Win Suen wrote about a machine learning system running in production at Dropbox that decides for which files previews should be rendered: Cannes: How ML saves us $1.7M a year on document previews. She goes into two design considerations for building a highly performant AI system: the cost-benefit tradeoff of ML-powered infrastructure savings (rendering fewer previews to save compute vs. hurting user experience by not having previews) and the model complexity tradeoff (prediction accuracy vs. interpretability and cost of deployment). The final model is a gradient-boosted classifier that can “predict previews up to 60 days after time of pre-warm with >70% accuracy.”
Facebook has launched a significantly improved version of its automatic alternative text (AAT) feature, which helps blind or visually impaired people understand the contents of images in their Facebook feed. As explained in Facebook’s tech blog post, this new version of AAT can recognize over 1,200 distinct concepts. Interestingly, the model was trained on weakly supervised data, using the hashtags on billions of public Instagram images as labels. So if you’ve ever posted a picture of your latte and tagged it #latte on Instagram, you may have had a tiny impact on this feature.

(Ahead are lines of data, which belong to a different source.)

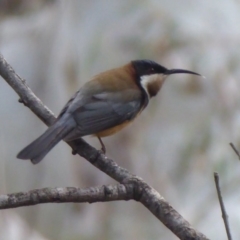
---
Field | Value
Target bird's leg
[97,136,106,154]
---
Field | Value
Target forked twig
[214,172,232,240]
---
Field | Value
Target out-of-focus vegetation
[0,0,240,240]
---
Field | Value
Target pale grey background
[0,0,240,240]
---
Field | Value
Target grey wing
[66,90,141,136]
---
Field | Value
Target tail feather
[17,116,75,164]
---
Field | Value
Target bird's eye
[148,67,154,73]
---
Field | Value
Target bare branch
[0,54,210,240]
[229,143,240,160]
[0,184,133,209]
[214,172,232,240]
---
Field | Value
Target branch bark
[0,54,207,240]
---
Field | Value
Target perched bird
[17,60,201,164]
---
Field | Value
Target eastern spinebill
[17,60,201,164]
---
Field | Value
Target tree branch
[0,54,207,240]
[0,184,133,209]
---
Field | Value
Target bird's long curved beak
[164,69,203,77]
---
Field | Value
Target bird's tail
[17,117,75,164]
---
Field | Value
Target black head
[132,60,168,78]
[132,60,201,97]
[132,60,201,78]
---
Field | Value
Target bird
[17,59,202,164]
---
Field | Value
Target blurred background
[0,0,240,240]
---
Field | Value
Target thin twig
[0,54,210,240]
[0,184,134,209]
[214,172,232,240]
[229,143,240,160]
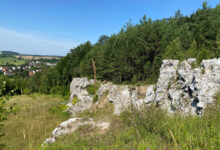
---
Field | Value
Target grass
[3,94,220,150]
[0,57,26,66]
[41,94,220,150]
[0,95,69,150]
[86,83,100,95]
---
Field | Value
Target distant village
[0,61,56,77]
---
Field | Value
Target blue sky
[0,0,219,56]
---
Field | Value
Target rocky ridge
[43,58,220,143]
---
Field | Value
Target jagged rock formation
[42,118,110,146]
[42,58,220,143]
[67,78,94,116]
[155,59,220,115]
[68,58,220,115]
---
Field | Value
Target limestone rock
[67,78,94,116]
[42,118,110,146]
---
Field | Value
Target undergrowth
[41,94,220,150]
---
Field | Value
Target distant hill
[0,51,20,55]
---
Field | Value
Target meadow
[1,94,220,150]
[0,94,68,150]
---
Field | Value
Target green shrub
[23,89,31,95]
[72,96,79,105]
[202,68,205,74]
[86,84,100,95]
[93,94,99,103]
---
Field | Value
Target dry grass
[1,95,66,150]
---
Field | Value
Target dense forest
[2,2,220,95]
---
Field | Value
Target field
[1,94,220,150]
[0,57,26,66]
[15,55,60,60]
[0,95,68,150]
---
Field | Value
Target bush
[93,94,99,103]
[72,96,79,105]
[86,84,100,95]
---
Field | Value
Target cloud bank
[0,27,76,56]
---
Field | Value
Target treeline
[17,2,220,93]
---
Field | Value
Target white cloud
[0,27,76,56]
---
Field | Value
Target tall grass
[42,94,220,150]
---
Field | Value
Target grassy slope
[1,95,68,150]
[43,94,220,150]
[0,57,25,66]
[0,94,220,150]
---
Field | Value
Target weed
[72,96,79,105]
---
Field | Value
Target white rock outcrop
[42,118,110,146]
[67,78,94,116]
[68,58,220,115]
[152,58,220,115]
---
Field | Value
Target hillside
[27,3,220,96]
[0,51,20,56]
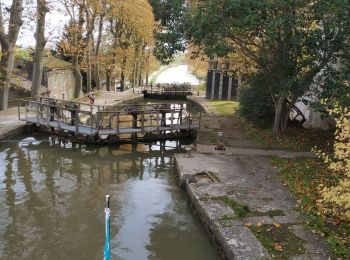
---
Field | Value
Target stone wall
[47,69,75,100]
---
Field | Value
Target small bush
[318,101,350,222]
[239,74,274,127]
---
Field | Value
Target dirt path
[176,96,333,259]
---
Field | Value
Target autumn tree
[149,0,188,64]
[0,0,23,110]
[187,0,349,134]
[32,0,48,100]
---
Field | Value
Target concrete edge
[175,155,271,259]
[109,94,143,106]
[0,124,27,140]
[187,96,208,113]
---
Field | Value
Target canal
[0,134,219,260]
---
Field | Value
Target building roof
[18,55,72,70]
[44,56,72,69]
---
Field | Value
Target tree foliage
[188,0,349,133]
[149,0,187,64]
[318,103,350,222]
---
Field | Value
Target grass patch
[207,101,334,152]
[219,215,236,221]
[211,196,250,219]
[272,157,350,259]
[208,101,239,116]
[244,122,334,151]
[253,209,285,218]
[249,225,306,259]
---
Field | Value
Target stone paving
[176,96,335,259]
[0,107,26,140]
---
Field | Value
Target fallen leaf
[272,243,283,252]
[333,217,340,225]
[272,223,281,228]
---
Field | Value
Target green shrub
[239,74,274,127]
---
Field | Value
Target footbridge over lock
[18,97,201,141]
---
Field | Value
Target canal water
[0,134,219,260]
[155,64,199,85]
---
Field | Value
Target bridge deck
[19,96,200,140]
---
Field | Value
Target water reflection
[0,135,217,259]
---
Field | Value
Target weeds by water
[272,157,350,259]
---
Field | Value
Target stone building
[10,56,75,100]
[206,60,238,100]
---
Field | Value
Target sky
[0,0,69,48]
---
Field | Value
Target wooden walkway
[18,98,201,139]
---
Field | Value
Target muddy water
[156,65,199,85]
[0,135,218,260]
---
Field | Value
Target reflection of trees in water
[0,137,183,259]
[2,149,24,256]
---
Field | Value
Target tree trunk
[120,54,126,92]
[0,47,13,110]
[72,4,85,98]
[146,70,149,86]
[32,0,48,100]
[139,71,143,86]
[85,7,97,90]
[0,0,23,110]
[106,68,111,91]
[94,14,104,90]
[273,97,290,135]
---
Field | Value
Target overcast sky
[0,0,69,48]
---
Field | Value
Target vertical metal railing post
[141,111,145,133]
[74,109,79,134]
[116,113,120,135]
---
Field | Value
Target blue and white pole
[103,195,111,260]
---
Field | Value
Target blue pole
[103,195,111,260]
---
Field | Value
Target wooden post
[43,103,51,127]
[17,102,21,120]
[96,111,101,135]
[170,110,174,129]
[157,111,159,131]
[161,111,166,126]
[141,111,145,133]
[90,112,91,135]
[34,103,39,124]
[115,113,120,135]
[74,109,79,134]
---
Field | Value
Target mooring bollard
[215,132,225,151]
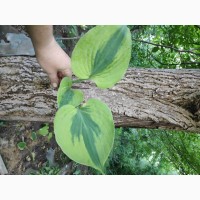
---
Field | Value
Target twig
[0,155,8,175]
[132,38,200,56]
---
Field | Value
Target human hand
[36,39,72,88]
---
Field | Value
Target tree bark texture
[0,56,200,133]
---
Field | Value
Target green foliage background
[56,25,200,175]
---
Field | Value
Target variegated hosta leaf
[72,26,132,88]
[54,99,115,173]
[57,77,84,108]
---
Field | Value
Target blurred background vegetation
[55,25,200,175]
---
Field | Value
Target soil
[0,25,89,175]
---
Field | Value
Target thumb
[48,73,59,88]
[60,68,72,77]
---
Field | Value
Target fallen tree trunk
[0,57,200,133]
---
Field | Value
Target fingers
[48,72,59,88]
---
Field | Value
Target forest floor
[0,25,89,175]
[0,121,88,175]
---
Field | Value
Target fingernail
[52,83,58,88]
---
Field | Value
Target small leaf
[57,77,84,108]
[17,142,26,151]
[151,47,159,52]
[38,124,49,136]
[47,132,53,142]
[72,26,132,88]
[31,131,37,141]
[54,99,114,173]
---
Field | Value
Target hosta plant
[54,26,132,173]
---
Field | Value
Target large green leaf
[57,77,84,108]
[72,26,132,88]
[54,99,114,173]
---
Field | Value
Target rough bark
[0,57,200,132]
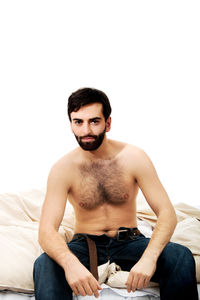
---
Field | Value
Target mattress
[0,284,200,300]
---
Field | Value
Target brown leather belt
[74,227,141,280]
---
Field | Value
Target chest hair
[79,160,129,209]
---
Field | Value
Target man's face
[71,103,110,151]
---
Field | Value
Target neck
[80,136,112,160]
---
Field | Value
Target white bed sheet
[0,284,200,300]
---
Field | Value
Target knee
[33,253,53,278]
[162,243,195,272]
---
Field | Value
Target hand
[65,259,102,298]
[126,258,156,293]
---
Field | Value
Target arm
[39,162,101,297]
[127,150,177,291]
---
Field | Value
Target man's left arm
[127,150,177,292]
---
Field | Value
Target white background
[0,0,200,205]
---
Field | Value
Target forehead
[71,103,103,119]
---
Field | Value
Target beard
[74,127,106,151]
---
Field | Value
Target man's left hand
[126,257,156,293]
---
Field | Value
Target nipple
[124,194,129,199]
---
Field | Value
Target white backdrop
[0,0,200,205]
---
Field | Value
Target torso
[68,143,138,236]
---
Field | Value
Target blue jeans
[34,234,198,300]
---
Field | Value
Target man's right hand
[65,258,102,298]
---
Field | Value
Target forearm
[142,210,177,262]
[39,229,77,269]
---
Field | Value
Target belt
[74,227,141,280]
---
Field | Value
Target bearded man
[34,88,198,300]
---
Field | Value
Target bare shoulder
[123,144,153,171]
[48,149,80,186]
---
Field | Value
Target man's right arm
[39,161,101,297]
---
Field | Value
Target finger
[84,282,93,296]
[131,275,139,292]
[71,286,79,296]
[125,273,132,293]
[90,280,102,298]
[76,285,86,296]
[144,277,150,289]
[137,276,146,290]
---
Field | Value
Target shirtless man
[34,88,198,300]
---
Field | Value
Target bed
[0,189,200,300]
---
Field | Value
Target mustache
[79,134,97,140]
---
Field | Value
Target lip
[82,137,94,142]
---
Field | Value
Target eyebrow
[72,117,101,121]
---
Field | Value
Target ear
[106,117,111,132]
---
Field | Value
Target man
[34,88,198,300]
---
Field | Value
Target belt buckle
[117,229,129,242]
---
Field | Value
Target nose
[82,122,91,136]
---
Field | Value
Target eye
[91,120,99,124]
[74,120,83,125]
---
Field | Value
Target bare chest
[70,160,131,209]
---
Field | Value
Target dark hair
[68,88,111,121]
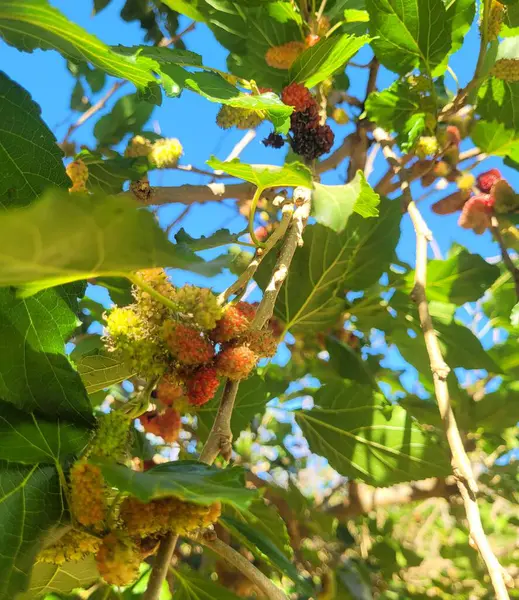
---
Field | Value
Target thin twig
[200,536,287,600]
[410,196,509,600]
[62,79,128,144]
[490,215,519,302]
[142,532,178,600]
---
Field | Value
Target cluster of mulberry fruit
[125,135,184,169]
[120,497,221,538]
[105,269,277,443]
[431,169,519,234]
[263,83,334,160]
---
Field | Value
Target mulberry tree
[0,0,519,600]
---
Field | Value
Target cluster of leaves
[0,0,519,600]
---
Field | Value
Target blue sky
[0,0,517,268]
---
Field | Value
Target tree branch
[408,197,509,600]
[142,532,178,600]
[490,215,519,302]
[200,536,287,600]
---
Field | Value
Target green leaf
[0,288,91,422]
[255,200,401,331]
[470,121,519,162]
[296,382,451,487]
[76,352,135,394]
[94,94,154,146]
[207,156,312,189]
[196,375,271,442]
[174,568,240,600]
[312,171,380,233]
[76,150,148,194]
[175,227,246,252]
[16,555,99,600]
[96,460,256,509]
[0,0,156,96]
[477,77,519,131]
[0,402,91,464]
[0,462,65,600]
[326,337,378,390]
[403,247,499,306]
[0,191,204,289]
[366,0,452,75]
[0,71,70,208]
[290,34,370,88]
[220,500,312,594]
[366,81,426,152]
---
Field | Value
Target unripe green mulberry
[163,321,214,365]
[36,529,101,565]
[70,460,107,527]
[149,138,184,169]
[66,159,88,192]
[171,285,222,331]
[104,306,168,379]
[124,135,153,158]
[492,58,519,81]
[89,410,131,461]
[216,104,263,129]
[120,497,221,537]
[96,533,142,586]
[416,136,439,159]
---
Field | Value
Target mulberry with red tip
[186,367,220,406]
[477,169,503,194]
[216,345,258,381]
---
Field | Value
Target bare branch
[142,532,178,600]
[200,536,287,600]
[403,198,509,600]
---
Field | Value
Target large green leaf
[16,555,99,600]
[207,156,312,188]
[0,0,156,96]
[477,77,519,131]
[0,402,91,464]
[96,460,256,509]
[296,382,450,486]
[196,375,270,442]
[0,72,70,208]
[0,191,203,289]
[470,121,519,162]
[175,568,240,600]
[0,288,91,421]
[366,0,452,75]
[366,81,426,151]
[312,171,380,233]
[256,200,401,331]
[404,247,499,305]
[0,462,65,600]
[290,34,369,88]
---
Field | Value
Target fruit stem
[249,187,265,248]
[126,273,179,312]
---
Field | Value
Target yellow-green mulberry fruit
[216,104,263,129]
[89,410,131,461]
[492,58,519,81]
[36,529,101,565]
[416,136,439,159]
[66,159,88,192]
[124,135,153,158]
[104,306,168,379]
[96,533,142,586]
[149,138,184,169]
[172,285,222,330]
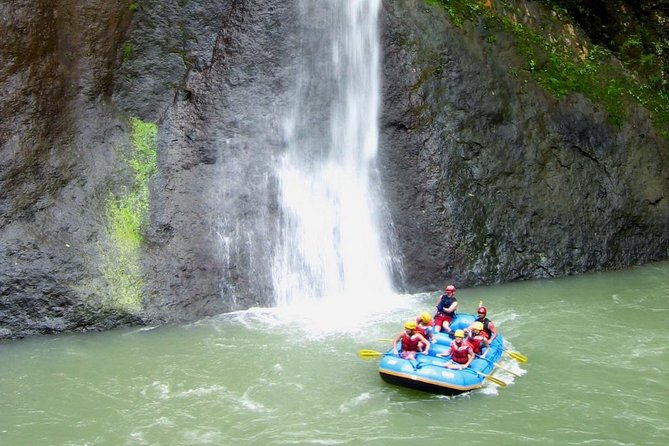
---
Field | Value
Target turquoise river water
[0,263,669,446]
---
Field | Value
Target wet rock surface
[0,0,669,338]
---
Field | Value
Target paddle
[358,348,385,359]
[470,369,506,387]
[504,349,527,362]
[476,355,520,378]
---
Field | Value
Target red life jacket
[451,341,472,364]
[465,335,484,355]
[402,332,420,352]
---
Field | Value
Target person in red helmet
[437,330,474,370]
[465,321,488,358]
[393,321,430,359]
[434,285,458,333]
[416,311,435,351]
[469,304,497,345]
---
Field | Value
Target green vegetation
[426,0,669,139]
[121,42,132,64]
[102,118,158,311]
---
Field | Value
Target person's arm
[481,336,490,358]
[393,333,402,355]
[462,347,474,369]
[416,333,430,355]
[488,321,497,344]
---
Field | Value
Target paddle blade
[504,350,527,362]
[358,348,383,359]
[493,364,520,378]
[485,375,506,387]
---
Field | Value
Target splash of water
[273,0,392,306]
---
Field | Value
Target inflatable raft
[379,313,504,395]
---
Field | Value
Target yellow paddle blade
[504,350,527,362]
[485,375,506,387]
[358,348,383,359]
[493,364,520,378]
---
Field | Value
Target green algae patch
[101,118,158,312]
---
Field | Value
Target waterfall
[272,0,392,306]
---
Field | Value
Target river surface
[0,262,669,446]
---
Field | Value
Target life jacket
[476,317,492,339]
[416,324,434,339]
[465,335,484,355]
[451,341,471,364]
[402,332,420,352]
[437,294,458,317]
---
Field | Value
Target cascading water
[272,0,392,306]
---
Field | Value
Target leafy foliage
[102,118,158,311]
[428,0,669,139]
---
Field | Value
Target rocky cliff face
[381,1,669,287]
[0,0,669,337]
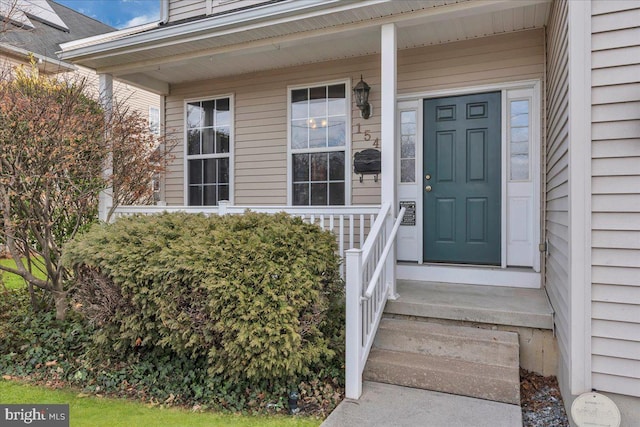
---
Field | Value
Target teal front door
[422,92,502,265]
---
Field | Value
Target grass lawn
[0,380,321,427]
[0,258,45,289]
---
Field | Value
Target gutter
[57,0,390,59]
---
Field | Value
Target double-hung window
[186,97,233,206]
[289,83,348,206]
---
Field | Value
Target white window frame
[182,93,235,206]
[287,79,353,206]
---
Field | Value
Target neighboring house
[0,0,160,134]
[60,0,640,425]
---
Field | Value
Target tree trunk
[52,291,68,320]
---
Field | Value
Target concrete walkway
[321,381,522,427]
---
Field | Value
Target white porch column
[380,24,398,299]
[98,74,113,221]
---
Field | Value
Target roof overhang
[59,0,551,94]
[0,43,78,74]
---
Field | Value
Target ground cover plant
[0,213,344,416]
[0,380,321,427]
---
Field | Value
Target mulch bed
[520,369,569,427]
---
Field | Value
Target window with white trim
[186,97,232,206]
[290,83,348,206]
[509,98,531,181]
[400,110,418,183]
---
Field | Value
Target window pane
[329,152,344,181]
[291,119,309,149]
[511,127,529,142]
[216,127,229,153]
[187,129,200,155]
[511,154,529,181]
[311,183,328,206]
[293,183,309,206]
[329,182,344,206]
[329,118,345,147]
[203,185,218,206]
[187,102,203,129]
[218,158,229,184]
[293,154,309,182]
[291,89,309,119]
[309,86,327,117]
[202,128,214,154]
[511,141,529,154]
[215,98,231,126]
[309,118,327,148]
[189,185,202,206]
[311,153,327,181]
[201,159,218,184]
[400,159,416,182]
[328,85,347,116]
[201,101,215,127]
[400,135,416,159]
[511,100,529,126]
[188,160,202,184]
[218,185,229,201]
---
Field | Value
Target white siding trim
[567,1,592,395]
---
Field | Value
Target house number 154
[355,123,380,148]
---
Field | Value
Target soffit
[61,0,549,93]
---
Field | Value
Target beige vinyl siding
[166,30,544,205]
[591,1,640,397]
[169,0,207,22]
[544,1,571,392]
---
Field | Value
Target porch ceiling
[62,0,550,93]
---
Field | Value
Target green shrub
[65,212,343,389]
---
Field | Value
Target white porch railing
[345,203,405,399]
[111,202,380,266]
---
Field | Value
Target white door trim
[396,79,542,288]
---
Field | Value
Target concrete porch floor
[321,381,522,427]
[385,280,553,329]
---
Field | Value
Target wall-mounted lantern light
[353,75,372,119]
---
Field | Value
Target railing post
[345,249,362,399]
[384,211,398,300]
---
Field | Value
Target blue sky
[55,0,160,28]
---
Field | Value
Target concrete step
[385,280,553,329]
[373,318,519,369]
[363,319,520,405]
[363,348,520,405]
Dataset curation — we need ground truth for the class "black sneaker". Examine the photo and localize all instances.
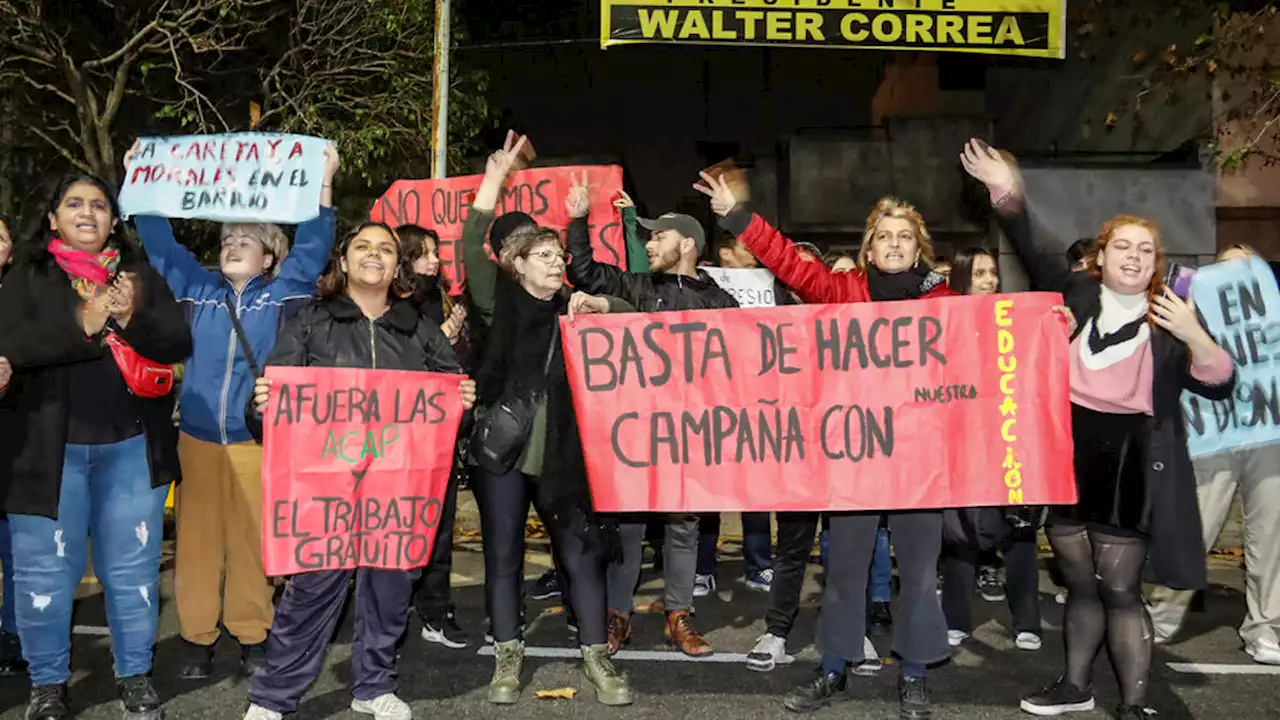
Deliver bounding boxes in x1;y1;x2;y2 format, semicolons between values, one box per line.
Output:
527;568;561;600
0;633;27;678
23;684;72;720
782;670;849;712
422;610;471;650
1020;678;1094;716
241;641;266;678
115;675;164;720
897;675;929;720
867;602;893;628
178;641;214;680
978;566;1005;602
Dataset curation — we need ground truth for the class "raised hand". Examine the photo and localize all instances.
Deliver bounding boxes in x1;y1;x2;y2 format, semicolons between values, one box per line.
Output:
694;170;737;218
564;170;591;219
568;292;609;323
960;138;1018;192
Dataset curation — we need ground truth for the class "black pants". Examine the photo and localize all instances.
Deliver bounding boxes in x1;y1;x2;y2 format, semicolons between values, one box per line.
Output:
819;511;951;665
942;537;1041;635
764;512;819;638
413;471;460;620
476;470;607;644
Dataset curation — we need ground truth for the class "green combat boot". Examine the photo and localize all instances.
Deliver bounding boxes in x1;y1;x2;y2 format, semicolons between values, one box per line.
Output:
582;643;632;705
489;638;525;705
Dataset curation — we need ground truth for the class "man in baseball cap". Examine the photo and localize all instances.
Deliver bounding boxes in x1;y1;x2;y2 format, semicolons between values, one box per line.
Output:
639;213;707;273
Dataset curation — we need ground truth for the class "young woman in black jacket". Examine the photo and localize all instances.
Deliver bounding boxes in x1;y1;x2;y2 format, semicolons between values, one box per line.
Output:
960;140;1235;720
462;135;632;705
244;223;475;720
0;176;191;720
396;225;471;650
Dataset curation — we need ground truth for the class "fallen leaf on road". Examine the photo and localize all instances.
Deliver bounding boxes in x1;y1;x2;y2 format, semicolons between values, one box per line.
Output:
534;688;577;700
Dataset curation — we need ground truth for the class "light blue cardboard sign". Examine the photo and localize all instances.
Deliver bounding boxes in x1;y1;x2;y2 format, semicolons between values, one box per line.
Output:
120;132;328;224
1183;258;1280;459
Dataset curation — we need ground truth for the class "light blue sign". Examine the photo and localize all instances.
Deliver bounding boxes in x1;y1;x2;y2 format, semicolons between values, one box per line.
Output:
120;132;328;224
1183;256;1280;457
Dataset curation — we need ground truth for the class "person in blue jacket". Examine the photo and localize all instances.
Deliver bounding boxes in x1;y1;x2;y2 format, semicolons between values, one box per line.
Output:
124;145;339;680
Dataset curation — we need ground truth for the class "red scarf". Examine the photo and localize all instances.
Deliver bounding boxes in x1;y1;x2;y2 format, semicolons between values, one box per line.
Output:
49;237;120;300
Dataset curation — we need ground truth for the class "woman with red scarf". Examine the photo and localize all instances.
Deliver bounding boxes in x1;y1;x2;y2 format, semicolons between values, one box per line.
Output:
0;176;191;720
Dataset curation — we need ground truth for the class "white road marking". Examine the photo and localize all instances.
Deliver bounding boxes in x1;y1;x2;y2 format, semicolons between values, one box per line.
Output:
1169;662;1280;675
476;644;795;665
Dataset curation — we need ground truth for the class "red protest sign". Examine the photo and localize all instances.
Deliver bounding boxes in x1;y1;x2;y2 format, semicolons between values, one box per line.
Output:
562;293;1075;512
262;368;463;577
369;165;627;293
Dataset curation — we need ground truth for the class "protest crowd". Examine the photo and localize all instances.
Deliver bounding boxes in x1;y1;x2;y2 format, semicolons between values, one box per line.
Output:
0;124;1280;720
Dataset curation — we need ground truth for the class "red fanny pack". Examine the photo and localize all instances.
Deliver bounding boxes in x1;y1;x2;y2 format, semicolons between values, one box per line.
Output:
106;332;173;397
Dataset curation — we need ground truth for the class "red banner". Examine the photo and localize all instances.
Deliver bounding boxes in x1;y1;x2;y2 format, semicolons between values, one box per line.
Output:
369;165;627;292
262;368;463;577
562;293;1075;512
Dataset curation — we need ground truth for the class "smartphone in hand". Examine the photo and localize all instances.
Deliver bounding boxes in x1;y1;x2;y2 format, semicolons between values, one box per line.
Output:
1165;263;1196;300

The blog post also details the user research that went into improving AAT — something I think we usually don’t hear enough about (or do enough of!) in productized AI — so make sure to give it a read. (I wish I could credit the person who wrote this post, but sadly Facebook keeps these posts anonymous, which seems a bit out of character for the company.)
Naveen Arivazhagan and Colin Cherry wrote a post for the Google AI Blog about how they solved a problem with the live speech translation feature in Google Translate: translations would frequently get updated as more of the transcribed text became available, which users found distracting. It’s a cool glimpse into all the stuff besides just model accuracy and speed that are important to get right for a successful AI-powered product, and into how engineers think about turning these nonfunctional requirements into measurable performance metics they can optimize for.
Creative Commons photo sharing site Unsplash (where I also have a profile!) has launched a new feature: Visual Search, similar to Google’s search by image. If you’ve found a photo you’d like to include in a blog post or presentation, for example, but the image is copyrighted, this new Unsplash feature will help you find similar-looking ones that are free to use. The launch post doesn’t go into detail about how Visual Search works, but I’m guessing some (convolutional) classification model extracts features from all images on Unsplash to create a high-dimensional embedding; the same happens to the image you upload, and the site can then serve you photos that are close together in this embedding space. (Here’s an example of how you’d build that in Keras.)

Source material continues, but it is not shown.